1. Hukuk Dairesi 2016/8239 E. , 2016/10709 K.
"İçtihat Metni"MAHKEMESİ :ASLİYE HUKUK MAHKEMESİ
DAVA TÜRÜ : ELATMANIN ÖNLENMESİ-YIKIM
Taraflar arasındaki davadan dolayı ... 3. Asliye Hukuk Mahkemesinden verilen 24.03.2015 gün ve 2014/290 esas 2015/330 karar sayılı hükmün bozulmasına ilişkin olan 21.01.2016 gün ve 9828-649 sayılı kararın düzeltilmesi süresinde davacı vekili tarafından istenilmiş olmakla, dosya incelendi gereği görüşülüp düşünüldü:
-KARAR-
Dava, çaplı taşınmaza elatmanın önlenmesi ve eski hale getirilmesi isteğine ilişkindir.
Davacı, kayden maliki olduğu 2536 ada 11 parsel sayılı taşınmaza davalının binasının taşkın olduğunu ileri sürerek, elatmanın önlenmesine, yıkım sureti ile taşınmazın eski hale getirilmesine karar verilmesini istemiştir.

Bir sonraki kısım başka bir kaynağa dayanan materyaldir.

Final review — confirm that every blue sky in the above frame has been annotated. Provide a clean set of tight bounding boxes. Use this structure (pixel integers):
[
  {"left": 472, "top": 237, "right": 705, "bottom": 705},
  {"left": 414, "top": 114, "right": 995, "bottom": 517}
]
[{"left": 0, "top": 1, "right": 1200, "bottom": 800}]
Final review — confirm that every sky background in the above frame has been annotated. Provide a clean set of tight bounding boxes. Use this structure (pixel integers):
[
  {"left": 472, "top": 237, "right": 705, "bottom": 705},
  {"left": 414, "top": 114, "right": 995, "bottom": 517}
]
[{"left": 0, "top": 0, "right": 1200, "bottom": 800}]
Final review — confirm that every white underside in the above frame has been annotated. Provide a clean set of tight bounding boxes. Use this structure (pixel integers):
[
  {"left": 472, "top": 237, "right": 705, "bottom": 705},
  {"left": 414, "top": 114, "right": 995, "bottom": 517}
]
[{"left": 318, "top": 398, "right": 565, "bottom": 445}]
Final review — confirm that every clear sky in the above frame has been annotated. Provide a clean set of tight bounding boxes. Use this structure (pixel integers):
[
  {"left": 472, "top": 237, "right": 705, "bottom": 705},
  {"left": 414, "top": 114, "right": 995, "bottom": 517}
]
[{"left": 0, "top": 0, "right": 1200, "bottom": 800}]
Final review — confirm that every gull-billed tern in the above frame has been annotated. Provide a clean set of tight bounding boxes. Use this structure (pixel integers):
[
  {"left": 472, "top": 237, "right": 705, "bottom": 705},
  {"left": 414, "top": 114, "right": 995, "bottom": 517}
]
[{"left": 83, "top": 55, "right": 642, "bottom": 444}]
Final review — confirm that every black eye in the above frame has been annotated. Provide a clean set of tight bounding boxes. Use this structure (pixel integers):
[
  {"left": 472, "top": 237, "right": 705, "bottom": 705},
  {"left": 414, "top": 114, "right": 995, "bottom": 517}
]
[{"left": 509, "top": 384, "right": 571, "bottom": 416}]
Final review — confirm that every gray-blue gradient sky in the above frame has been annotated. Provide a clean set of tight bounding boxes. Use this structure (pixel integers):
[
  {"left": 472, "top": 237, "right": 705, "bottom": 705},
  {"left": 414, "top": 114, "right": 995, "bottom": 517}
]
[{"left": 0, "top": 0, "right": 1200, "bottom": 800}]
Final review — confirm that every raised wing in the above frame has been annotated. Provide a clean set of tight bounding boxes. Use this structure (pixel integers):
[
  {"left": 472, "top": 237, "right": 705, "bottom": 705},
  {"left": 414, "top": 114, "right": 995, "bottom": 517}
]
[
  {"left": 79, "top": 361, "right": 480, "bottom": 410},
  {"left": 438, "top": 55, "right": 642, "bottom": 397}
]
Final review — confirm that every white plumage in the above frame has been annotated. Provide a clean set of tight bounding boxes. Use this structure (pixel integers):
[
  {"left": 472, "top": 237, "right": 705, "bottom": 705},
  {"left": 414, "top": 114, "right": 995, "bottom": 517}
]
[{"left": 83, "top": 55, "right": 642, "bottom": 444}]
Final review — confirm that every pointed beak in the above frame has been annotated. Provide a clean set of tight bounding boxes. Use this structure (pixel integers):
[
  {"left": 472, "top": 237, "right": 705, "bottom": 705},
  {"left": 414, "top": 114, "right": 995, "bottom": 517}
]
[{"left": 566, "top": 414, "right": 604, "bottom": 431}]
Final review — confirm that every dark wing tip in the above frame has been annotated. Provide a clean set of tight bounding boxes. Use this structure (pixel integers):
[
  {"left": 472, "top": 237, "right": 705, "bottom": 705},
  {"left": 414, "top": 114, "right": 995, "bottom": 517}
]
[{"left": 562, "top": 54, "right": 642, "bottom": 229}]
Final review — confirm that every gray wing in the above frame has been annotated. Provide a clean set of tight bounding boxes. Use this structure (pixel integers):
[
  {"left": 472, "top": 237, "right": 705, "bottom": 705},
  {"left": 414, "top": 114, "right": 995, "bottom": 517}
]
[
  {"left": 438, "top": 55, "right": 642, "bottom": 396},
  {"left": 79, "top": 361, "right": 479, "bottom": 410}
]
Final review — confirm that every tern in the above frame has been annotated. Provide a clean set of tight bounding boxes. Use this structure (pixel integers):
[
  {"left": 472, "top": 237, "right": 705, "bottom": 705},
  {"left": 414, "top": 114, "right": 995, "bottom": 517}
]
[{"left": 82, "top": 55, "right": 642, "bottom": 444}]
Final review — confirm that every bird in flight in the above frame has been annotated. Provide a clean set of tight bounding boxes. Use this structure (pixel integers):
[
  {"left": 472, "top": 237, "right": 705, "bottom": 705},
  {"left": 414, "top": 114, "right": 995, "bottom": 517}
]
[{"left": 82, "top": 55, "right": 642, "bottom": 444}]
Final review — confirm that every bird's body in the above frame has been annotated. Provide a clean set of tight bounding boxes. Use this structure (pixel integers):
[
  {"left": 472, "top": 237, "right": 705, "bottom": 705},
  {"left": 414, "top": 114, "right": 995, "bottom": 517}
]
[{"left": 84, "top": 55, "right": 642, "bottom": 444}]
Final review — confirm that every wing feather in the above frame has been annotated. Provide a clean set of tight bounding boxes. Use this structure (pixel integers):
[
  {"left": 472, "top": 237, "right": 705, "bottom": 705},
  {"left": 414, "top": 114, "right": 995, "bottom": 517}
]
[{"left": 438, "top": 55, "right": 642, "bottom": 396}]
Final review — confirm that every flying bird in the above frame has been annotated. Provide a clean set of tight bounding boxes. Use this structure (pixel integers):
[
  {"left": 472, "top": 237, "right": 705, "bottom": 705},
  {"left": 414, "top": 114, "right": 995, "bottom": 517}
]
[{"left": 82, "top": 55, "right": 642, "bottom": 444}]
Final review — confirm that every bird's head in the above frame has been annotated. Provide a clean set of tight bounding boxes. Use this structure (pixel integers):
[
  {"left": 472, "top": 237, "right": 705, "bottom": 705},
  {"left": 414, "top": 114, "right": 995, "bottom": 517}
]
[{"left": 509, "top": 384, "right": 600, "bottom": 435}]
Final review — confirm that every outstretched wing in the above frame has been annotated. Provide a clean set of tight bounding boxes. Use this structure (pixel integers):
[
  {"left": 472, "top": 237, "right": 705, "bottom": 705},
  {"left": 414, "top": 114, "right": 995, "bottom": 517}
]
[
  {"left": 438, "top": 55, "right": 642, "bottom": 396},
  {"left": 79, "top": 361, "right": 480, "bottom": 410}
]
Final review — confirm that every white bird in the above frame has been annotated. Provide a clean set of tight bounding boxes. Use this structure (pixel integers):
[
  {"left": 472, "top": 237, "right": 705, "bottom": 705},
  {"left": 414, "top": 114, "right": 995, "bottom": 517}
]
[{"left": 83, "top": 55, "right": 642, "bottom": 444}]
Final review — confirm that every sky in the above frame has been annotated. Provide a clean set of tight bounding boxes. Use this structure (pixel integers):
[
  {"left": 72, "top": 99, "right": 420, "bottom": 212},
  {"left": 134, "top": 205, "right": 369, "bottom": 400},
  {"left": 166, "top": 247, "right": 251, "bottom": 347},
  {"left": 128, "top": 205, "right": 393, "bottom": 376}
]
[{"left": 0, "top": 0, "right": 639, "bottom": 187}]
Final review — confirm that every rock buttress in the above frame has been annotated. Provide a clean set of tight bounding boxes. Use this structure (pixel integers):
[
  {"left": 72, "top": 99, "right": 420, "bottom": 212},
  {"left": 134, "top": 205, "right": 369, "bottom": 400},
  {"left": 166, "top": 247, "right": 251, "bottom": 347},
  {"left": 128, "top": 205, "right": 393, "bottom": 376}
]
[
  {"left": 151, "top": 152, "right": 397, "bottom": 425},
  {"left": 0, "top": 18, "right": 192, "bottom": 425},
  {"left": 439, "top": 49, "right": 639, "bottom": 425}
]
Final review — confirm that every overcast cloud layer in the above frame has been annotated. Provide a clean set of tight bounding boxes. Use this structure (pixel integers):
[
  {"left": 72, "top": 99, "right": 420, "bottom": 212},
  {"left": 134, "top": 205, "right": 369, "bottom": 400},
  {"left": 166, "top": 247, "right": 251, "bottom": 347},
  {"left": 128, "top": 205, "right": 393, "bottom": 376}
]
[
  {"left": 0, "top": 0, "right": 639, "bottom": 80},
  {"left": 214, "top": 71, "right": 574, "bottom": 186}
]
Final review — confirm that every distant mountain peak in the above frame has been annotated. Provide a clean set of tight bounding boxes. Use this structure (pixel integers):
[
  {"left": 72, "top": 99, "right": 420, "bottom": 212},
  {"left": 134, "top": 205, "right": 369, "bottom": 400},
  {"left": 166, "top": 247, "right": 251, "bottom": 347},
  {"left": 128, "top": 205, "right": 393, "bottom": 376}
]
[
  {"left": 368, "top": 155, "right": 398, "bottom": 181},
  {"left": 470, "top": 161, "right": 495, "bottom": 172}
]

Davalı, komşu 12 parsel sayılı taşınmazı... isimli kişiden satın aldığını, satın aldığı kişinin binayı yapmadan önce aplikasyon yaptırıp inşaat ruhsatı aldığını, iyiniyetli olduğunu, binanın değerinin taşınmazın değerinden fazla olduğunu, mahkemenin belirleyeceği değer üzerinden taşınmazı satın almaya hazır olduğunu belirterek davanın reddini savunmuştur.
Mahkemece, çekişme konusu taşınmaza davalının haksız yere müdahale ettiği gerekçesi ile davanın kabulüne karar verilmiştir.
Dosya içeriğinden ve toplanan delillerden; çekişmeye konu 2536 ada 11 nolu imar parselinin 01.10.2013 tarihinde satışa istinaden davacı adına, kat irtifakı kurulu komşu 2436 ada 12 nolu imar parselinin ise davalı adına kayıtlı olduğu, anılan taşınmazı davalının 04.05.2007 tarihinde edindiği, tedavüllü tapu kayıtlarının eski sahife numaralarının aynı olması sebebi ile her iki taşınmazın imar öncesi aynı parselden geldiği anlaşılmaktadır.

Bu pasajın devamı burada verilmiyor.